Once inside the clubhouse—a building with more marble than the Parthenon—you are greeted by a staff that treats you with the hushed, reverent awe usually reserved for minor European royalty or people who own professional sports franchises. I’ve seen grass on the course so perfect that I sort of felt guilty walking on it. It’s like playing golf on a giant, outdoor pool table. If you hit a ball out of bounds, you don’t go looking for it; you simply wait for a hidden staff member to emerge from a bush and present you with a fresh, organic, hand-polished ball on a silver tray.
The “amenities” at these places are staggering. I once visited a club where the locker room had a “scent menu.” You could choose to have your locker smell like “High-Altitude Cedar” or “The Tears of a Disgraced Hedge Fund Manager.” The showers featured seventeen different showerheads designed to blast water at you from angles you didn’t know existed, effectively pressure-washing your soul.
The Muni Reality
Then, there is the Muni. This is where I play almost all of my rounds – a nine holer in the middle of town that will never make anyone’s 100 best course list, but which I feel fondness towards since my tax dollars go to fund it.
The Muni is a different animal. You don’t “arrive” at a Muni; you survive the parking lot. There is no Tyler. There is, however, a guy named Bud in a stained lawn chair who will watch you struggle with your heavy bag and offer a helpful comment like, “Your trunk’s open.”
The clubhouse at a Muni is usually a cinderblock bunker that smells permanently of deep-fryer grease and despair. The “Pro Shop” consists of three sleeves of scuffed balls, a rack of shirts in sizes “Small” and “Tarp,” and a jar of pickled eggs that has been there since the Nixon administration.
When you check in at a Muni, the starter—a man who clearly hates the sun, the wind, and especially you—will tell you that you are teeing off in four minutes with a group of three strangers named Dave, Dave, and possibly a homeless man who found a tossed 8-iron and has nothing else to do.

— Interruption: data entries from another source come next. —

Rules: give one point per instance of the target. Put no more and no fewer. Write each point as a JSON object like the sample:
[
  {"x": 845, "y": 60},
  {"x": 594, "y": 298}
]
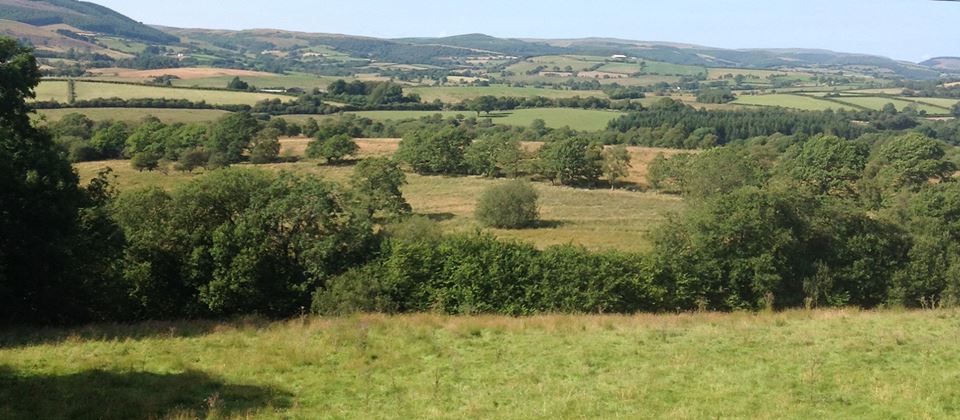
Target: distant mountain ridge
[
  {"x": 82, "y": 15},
  {"x": 951, "y": 64},
  {"x": 430, "y": 50}
]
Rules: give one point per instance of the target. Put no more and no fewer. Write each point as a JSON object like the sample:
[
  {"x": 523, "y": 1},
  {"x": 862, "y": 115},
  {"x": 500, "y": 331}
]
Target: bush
[
  {"x": 192, "y": 159},
  {"x": 333, "y": 149},
  {"x": 509, "y": 206},
  {"x": 361, "y": 289},
  {"x": 435, "y": 151},
  {"x": 145, "y": 161}
]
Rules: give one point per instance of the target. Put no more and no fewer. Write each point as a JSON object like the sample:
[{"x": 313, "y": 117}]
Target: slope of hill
[
  {"x": 481, "y": 42},
  {"x": 949, "y": 64},
  {"x": 82, "y": 15},
  {"x": 48, "y": 39}
]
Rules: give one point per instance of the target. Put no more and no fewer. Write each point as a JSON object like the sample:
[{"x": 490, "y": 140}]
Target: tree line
[{"x": 773, "y": 222}]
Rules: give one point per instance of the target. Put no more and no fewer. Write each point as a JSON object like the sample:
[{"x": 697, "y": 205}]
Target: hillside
[
  {"x": 82, "y": 15},
  {"x": 948, "y": 64}
]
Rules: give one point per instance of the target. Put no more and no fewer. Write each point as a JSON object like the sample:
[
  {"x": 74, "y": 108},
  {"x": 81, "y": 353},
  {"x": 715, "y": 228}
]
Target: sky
[{"x": 912, "y": 30}]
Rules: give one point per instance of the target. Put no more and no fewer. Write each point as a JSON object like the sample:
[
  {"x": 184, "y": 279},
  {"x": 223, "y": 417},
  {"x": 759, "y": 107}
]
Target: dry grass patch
[
  {"x": 834, "y": 364},
  {"x": 183, "y": 73}
]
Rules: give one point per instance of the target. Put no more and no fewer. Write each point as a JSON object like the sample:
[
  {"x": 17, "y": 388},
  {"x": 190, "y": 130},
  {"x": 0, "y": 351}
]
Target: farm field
[
  {"x": 166, "y": 115},
  {"x": 596, "y": 219},
  {"x": 575, "y": 118},
  {"x": 788, "y": 101},
  {"x": 877, "y": 103},
  {"x": 456, "y": 94},
  {"x": 797, "y": 364},
  {"x": 57, "y": 91},
  {"x": 715, "y": 73},
  {"x": 940, "y": 102},
  {"x": 301, "y": 80},
  {"x": 653, "y": 67}
]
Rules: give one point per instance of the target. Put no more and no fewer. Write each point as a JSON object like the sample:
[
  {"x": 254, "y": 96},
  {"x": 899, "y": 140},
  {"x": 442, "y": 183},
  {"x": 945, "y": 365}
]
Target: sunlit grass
[{"x": 836, "y": 364}]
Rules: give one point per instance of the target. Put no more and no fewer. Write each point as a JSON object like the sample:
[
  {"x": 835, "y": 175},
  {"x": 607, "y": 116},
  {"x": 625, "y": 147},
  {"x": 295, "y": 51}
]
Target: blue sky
[{"x": 904, "y": 29}]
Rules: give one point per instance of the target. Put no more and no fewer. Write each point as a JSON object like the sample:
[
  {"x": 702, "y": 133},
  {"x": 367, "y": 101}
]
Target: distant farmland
[
  {"x": 789, "y": 101},
  {"x": 456, "y": 94},
  {"x": 57, "y": 91},
  {"x": 166, "y": 115}
]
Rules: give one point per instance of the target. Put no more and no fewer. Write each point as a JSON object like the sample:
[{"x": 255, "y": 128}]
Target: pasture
[
  {"x": 596, "y": 219},
  {"x": 877, "y": 103},
  {"x": 575, "y": 118},
  {"x": 653, "y": 67},
  {"x": 801, "y": 102},
  {"x": 797, "y": 364},
  {"x": 49, "y": 90},
  {"x": 457, "y": 94},
  {"x": 166, "y": 115}
]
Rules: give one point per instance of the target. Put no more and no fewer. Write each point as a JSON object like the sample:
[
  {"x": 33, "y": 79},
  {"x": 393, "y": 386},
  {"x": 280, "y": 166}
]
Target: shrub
[
  {"x": 572, "y": 161},
  {"x": 266, "y": 147},
  {"x": 377, "y": 182},
  {"x": 435, "y": 151},
  {"x": 192, "y": 159},
  {"x": 333, "y": 149},
  {"x": 362, "y": 289},
  {"x": 145, "y": 161},
  {"x": 512, "y": 205}
]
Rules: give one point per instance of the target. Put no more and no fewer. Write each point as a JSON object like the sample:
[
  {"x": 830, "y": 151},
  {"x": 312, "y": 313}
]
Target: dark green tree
[
  {"x": 48, "y": 270},
  {"x": 237, "y": 84},
  {"x": 494, "y": 156},
  {"x": 513, "y": 205},
  {"x": 377, "y": 183},
  {"x": 230, "y": 136},
  {"x": 333, "y": 149},
  {"x": 571, "y": 161},
  {"x": 265, "y": 147},
  {"x": 826, "y": 165},
  {"x": 435, "y": 151}
]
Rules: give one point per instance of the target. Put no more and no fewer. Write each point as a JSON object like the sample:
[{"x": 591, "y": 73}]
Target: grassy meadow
[
  {"x": 596, "y": 219},
  {"x": 167, "y": 115},
  {"x": 575, "y": 118},
  {"x": 798, "y": 364},
  {"x": 877, "y": 103},
  {"x": 57, "y": 91},
  {"x": 789, "y": 101},
  {"x": 457, "y": 94}
]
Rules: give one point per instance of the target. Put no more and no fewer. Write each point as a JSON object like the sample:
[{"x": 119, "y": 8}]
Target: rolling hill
[
  {"x": 62, "y": 19},
  {"x": 82, "y": 15},
  {"x": 947, "y": 64}
]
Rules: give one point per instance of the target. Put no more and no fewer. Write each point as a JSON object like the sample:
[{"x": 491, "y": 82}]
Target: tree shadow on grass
[
  {"x": 439, "y": 217},
  {"x": 548, "y": 224},
  {"x": 98, "y": 394},
  {"x": 21, "y": 336}
]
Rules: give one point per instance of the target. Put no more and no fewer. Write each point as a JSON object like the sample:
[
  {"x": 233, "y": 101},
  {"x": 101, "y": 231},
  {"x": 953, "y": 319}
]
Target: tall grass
[{"x": 836, "y": 364}]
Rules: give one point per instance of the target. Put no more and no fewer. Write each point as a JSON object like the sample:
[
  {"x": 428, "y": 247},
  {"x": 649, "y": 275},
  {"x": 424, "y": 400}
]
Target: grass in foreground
[{"x": 836, "y": 364}]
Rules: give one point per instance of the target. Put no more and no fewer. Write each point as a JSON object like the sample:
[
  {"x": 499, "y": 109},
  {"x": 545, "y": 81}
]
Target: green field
[
  {"x": 577, "y": 119},
  {"x": 57, "y": 90},
  {"x": 820, "y": 364},
  {"x": 136, "y": 114},
  {"x": 560, "y": 61},
  {"x": 877, "y": 103},
  {"x": 714, "y": 73},
  {"x": 456, "y": 94},
  {"x": 788, "y": 101},
  {"x": 653, "y": 67},
  {"x": 596, "y": 219},
  {"x": 945, "y": 103},
  {"x": 300, "y": 80}
]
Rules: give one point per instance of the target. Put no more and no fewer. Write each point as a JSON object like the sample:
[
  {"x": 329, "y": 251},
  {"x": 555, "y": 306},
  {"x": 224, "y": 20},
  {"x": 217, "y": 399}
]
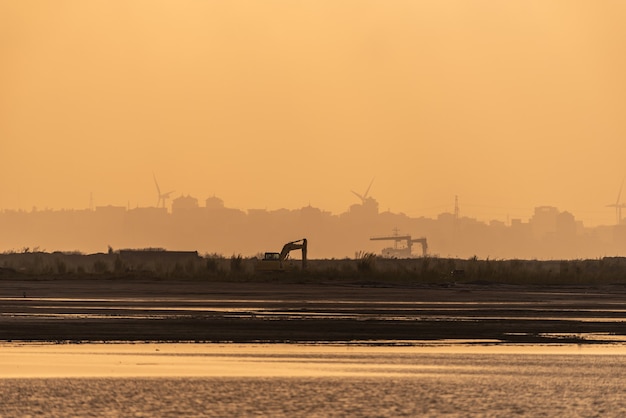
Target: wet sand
[{"x": 143, "y": 309}]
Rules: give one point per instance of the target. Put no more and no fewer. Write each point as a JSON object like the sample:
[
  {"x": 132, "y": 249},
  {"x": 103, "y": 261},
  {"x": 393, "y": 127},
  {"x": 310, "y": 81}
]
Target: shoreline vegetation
[
  {"x": 184, "y": 297},
  {"x": 161, "y": 264}
]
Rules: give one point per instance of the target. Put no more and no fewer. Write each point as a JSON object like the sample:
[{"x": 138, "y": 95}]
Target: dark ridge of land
[{"x": 143, "y": 308}]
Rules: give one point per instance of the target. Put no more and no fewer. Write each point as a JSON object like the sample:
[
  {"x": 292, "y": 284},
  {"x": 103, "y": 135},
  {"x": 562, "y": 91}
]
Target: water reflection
[{"x": 311, "y": 380}]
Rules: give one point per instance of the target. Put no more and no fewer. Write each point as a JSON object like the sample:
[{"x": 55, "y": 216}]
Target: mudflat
[{"x": 137, "y": 308}]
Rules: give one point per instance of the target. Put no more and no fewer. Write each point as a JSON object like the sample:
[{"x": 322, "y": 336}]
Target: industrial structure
[
  {"x": 405, "y": 251},
  {"x": 277, "y": 262}
]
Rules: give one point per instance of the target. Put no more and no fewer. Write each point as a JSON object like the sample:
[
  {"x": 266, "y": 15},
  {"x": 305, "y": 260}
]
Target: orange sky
[{"x": 270, "y": 104}]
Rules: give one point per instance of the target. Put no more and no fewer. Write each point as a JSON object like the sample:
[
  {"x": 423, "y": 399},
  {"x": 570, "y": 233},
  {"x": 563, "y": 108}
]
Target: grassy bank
[{"x": 366, "y": 268}]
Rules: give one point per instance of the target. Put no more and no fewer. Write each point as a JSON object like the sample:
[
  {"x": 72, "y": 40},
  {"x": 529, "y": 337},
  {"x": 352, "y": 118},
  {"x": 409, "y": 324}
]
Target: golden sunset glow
[{"x": 509, "y": 105}]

The Muni course layout is usually designed by someone whose primary inspiration was “fit this into the land available.” The fairways are not so much “grass” as they are “a collection of weeds that have reached a temporary ceasefire.” Putting on a Muni green is like trying to roll a marble across a giant, sun-dried English muffin. You hit the ball, it bounces over a crack, hits a discarded cigarette butt, disappears into a mysterious hole, and eventually reappears in a different zip code.
The Contrast in Etiquette
At the Country Club, there are Rules. You must wear a collared shirt. You must tuck that shirt in. You must not speak loudly. You must play “The King’s Game” with “The King’s Dignity.” If you celebrate a birdie too loudly, a man in a blazer will emerge from the shadows and politely ask you to leave the planet.

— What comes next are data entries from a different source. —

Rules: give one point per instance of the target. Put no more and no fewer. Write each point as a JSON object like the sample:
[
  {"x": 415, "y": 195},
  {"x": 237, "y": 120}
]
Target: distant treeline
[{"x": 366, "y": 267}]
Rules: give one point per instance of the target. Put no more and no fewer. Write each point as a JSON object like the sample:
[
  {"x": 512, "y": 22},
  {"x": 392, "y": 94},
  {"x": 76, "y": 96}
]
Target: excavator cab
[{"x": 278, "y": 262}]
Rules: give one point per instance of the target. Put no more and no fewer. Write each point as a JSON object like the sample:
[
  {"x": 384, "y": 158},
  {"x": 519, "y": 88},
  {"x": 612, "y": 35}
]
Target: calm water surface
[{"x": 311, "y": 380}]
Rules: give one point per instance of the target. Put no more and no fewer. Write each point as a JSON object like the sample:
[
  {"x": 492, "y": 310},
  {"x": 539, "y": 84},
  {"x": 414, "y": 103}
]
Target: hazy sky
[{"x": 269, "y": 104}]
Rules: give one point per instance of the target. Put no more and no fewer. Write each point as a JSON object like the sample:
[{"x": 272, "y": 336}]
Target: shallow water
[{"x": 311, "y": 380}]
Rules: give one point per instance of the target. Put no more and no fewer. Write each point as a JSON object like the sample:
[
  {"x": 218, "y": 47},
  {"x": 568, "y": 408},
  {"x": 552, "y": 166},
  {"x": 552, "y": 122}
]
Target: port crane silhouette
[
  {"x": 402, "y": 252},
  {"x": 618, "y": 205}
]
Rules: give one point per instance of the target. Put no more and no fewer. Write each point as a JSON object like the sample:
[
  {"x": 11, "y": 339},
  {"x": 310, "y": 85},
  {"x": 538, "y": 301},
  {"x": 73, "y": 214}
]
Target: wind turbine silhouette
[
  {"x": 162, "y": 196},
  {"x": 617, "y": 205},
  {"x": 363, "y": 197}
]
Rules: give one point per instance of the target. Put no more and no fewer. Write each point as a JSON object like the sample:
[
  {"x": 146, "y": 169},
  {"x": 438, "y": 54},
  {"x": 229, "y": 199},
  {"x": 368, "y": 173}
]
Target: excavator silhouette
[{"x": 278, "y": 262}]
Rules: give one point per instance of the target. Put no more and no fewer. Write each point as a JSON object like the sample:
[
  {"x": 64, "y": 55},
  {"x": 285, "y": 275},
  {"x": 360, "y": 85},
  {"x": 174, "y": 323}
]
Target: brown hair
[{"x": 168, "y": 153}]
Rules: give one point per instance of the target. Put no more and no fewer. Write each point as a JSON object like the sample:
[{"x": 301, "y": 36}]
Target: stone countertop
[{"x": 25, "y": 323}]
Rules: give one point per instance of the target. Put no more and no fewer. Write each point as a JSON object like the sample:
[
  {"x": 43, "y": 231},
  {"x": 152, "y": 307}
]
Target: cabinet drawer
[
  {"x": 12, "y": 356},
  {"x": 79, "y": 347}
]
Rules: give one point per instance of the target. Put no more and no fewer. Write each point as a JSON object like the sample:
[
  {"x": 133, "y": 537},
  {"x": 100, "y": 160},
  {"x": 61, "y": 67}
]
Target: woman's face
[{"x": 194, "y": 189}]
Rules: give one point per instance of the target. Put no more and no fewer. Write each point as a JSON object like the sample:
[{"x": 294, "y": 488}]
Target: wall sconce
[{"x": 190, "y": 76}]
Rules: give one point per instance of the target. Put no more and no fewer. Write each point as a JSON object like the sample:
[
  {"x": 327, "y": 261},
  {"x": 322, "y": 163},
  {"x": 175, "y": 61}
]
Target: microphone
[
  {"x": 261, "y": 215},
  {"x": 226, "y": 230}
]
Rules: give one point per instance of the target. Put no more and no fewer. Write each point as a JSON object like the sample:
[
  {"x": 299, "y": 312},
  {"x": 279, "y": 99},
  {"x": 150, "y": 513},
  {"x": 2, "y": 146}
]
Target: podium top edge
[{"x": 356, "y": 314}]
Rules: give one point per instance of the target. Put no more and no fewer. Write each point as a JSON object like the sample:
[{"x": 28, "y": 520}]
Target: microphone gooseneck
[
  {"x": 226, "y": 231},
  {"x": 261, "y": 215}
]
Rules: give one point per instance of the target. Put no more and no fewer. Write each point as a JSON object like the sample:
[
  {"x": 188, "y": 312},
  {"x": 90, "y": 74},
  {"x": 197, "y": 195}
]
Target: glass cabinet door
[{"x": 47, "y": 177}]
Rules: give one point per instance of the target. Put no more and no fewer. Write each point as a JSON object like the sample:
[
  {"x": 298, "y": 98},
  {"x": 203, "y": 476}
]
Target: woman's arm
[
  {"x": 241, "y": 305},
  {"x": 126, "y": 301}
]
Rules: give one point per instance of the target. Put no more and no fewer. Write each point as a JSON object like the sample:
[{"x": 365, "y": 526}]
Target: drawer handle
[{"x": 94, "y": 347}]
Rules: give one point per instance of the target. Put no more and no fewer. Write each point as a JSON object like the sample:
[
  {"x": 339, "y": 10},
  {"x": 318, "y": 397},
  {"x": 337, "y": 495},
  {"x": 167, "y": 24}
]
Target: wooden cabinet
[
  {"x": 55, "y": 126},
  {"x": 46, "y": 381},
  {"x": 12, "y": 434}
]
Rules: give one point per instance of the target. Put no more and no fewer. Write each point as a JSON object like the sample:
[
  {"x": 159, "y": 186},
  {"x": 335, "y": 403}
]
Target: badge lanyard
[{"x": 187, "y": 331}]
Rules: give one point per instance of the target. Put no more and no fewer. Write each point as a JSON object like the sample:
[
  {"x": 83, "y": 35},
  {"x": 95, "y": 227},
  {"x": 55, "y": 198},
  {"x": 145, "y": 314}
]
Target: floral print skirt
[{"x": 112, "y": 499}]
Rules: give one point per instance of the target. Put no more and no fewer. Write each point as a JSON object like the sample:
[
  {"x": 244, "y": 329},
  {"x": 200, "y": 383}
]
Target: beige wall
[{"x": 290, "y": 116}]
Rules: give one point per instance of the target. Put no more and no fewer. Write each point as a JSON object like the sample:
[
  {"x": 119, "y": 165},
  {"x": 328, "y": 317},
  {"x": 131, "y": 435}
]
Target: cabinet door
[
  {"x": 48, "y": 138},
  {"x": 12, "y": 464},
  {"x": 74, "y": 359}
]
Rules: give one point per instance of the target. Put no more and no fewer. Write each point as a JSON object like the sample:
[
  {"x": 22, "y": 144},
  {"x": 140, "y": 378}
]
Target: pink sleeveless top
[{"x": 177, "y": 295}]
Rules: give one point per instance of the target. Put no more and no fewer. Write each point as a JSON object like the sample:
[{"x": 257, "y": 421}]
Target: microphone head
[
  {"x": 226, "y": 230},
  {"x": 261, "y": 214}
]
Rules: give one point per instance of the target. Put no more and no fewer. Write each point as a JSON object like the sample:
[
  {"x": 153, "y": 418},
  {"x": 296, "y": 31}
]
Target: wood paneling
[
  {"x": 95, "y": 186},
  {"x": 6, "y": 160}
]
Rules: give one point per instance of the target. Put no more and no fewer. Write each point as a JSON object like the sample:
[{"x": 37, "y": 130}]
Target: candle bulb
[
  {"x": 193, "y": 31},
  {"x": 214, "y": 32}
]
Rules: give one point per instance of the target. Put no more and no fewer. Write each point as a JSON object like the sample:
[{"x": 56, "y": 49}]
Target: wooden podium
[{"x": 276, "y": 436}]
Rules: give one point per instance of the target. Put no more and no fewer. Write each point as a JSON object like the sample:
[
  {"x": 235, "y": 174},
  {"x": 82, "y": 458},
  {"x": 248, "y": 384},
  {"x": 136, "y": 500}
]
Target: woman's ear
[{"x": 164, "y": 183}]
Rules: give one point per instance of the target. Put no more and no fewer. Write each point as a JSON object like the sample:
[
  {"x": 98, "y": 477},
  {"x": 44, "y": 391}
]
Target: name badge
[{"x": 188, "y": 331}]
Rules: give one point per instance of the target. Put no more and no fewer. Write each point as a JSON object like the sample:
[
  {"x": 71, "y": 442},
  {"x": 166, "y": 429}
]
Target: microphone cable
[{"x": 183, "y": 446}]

At the Muni, the rules are more… flexible. I have seen men playing golf at Munis wearing:
- Work boots.
- Mesh tank tops.
- Actual pajama pants.
- Nothing but a sense of profound regret.
The Muni is a democratic institution. It is the only place in America where a high-court judge, a plumber, and a guy who claims to have invented the “silent Velcro” can stand together in a bunker for forty-five minutes trying to find a ball that clearly entered another dimension.
The Verdict
The irony of golf is that the more you pay, the easier the game gets. At the Country Club, the bunkers are filled with sand so white and fluffy it looks like powdered sugar. If you land in it, the ball sits up perfectly, practically begging to be hit.
At the Muni, the “sand” in the bunkers is actually a mixture of construction gravel, dried mud, and what I’m fairly certain is radioactive waste. If you land in a Muni bunker, your best bet is to call your family and tell them you won’t be home for dinner, then begin excavating your way out with a pickaxe.
So, which is better?
The Country Club offers a glimpse into a world of elegance, where the grass is manicured and the towels are warm. It makes you feel like a success, right up until you see your bar tab.
But the Muni? The Muni is real life. It’s gritty. It’s loud. It’s the place where you can top a ball, watch it skip across a pond like a panicked frog, hit a goose, and still have the homeless guy tell you, “Nice shot, man,” before he throws up.
Personally, I prefer the Muni. Mostly because at the Country Club, I’m constantly terrified I’m going to accidentally break a statue of a Greek god with a shanked 7-iron. At the Muni, the only thing I may hit, is the liquor store that borders the course.